Shaopu ZhouLifang HanMingxi WengHan ZhuYoushan HengGang WangZeyu ShenXianwei ChenXinrong FuMingjie ZhangZhenguo Wu
Published in: Proceedings of the National Academy of Sciences of the United States of America (2021)
Adult mouse muscle satellite cells (MuSCs) are quiescent in uninjured muscles. Upon muscle injury, MuSCs exit quiescence, reenter the cell cycle to proliferate and self-renew, and then differentiate and fuse to drive muscle regeneration. However, it remains poorly understood how MuSCs transition from quiescence to the cycling state.
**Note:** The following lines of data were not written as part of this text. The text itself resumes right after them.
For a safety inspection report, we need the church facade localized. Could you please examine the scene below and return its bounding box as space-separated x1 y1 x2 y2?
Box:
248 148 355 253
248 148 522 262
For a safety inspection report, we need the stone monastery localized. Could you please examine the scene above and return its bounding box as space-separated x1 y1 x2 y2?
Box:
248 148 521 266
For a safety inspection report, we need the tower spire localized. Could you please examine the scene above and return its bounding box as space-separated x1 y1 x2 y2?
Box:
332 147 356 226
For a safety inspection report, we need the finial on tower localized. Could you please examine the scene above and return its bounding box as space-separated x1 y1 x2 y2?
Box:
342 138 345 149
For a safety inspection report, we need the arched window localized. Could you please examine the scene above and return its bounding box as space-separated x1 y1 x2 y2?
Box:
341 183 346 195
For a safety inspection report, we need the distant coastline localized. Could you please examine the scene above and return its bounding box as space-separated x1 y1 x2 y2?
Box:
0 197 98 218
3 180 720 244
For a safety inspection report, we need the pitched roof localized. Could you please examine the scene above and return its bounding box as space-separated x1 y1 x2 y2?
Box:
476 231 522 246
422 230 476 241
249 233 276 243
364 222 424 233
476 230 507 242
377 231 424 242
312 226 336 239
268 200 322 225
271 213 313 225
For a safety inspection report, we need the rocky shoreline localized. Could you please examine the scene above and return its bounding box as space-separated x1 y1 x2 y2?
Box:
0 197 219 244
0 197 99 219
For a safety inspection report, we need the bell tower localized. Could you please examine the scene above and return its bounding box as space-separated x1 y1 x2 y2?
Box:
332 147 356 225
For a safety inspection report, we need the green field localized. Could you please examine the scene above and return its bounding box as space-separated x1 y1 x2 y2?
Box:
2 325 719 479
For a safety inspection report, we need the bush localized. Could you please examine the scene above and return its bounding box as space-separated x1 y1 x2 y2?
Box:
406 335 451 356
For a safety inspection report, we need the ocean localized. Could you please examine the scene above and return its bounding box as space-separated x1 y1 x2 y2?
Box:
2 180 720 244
Here, we report that Pax3 and Pax7 binding protein 1 (Paxbp1) controls a key checkpoint during this critical transition. Deletion of Paxbp1 in adult MuSCs prevented them from reentering the cell cycle upon injury, resulting in a total regeneration failure. Mechanistically, we found an abnormal elevation of reactive oxygen species (ROS) in Paxbp1-null MuSCs, which induced p53 activation and impaired mTORC1 signaling, leading to defective cell growth, apoptosis, and failure in S-phase reentry. Deliberate ROS reduction partially rescued the cell-cycle reentry defect in mutant MuSCs. Our study reveals that Paxbp1 regulates a late cell-growth checkpoint essential for quiescent MuSCs to reenter the cell cycle upon activation.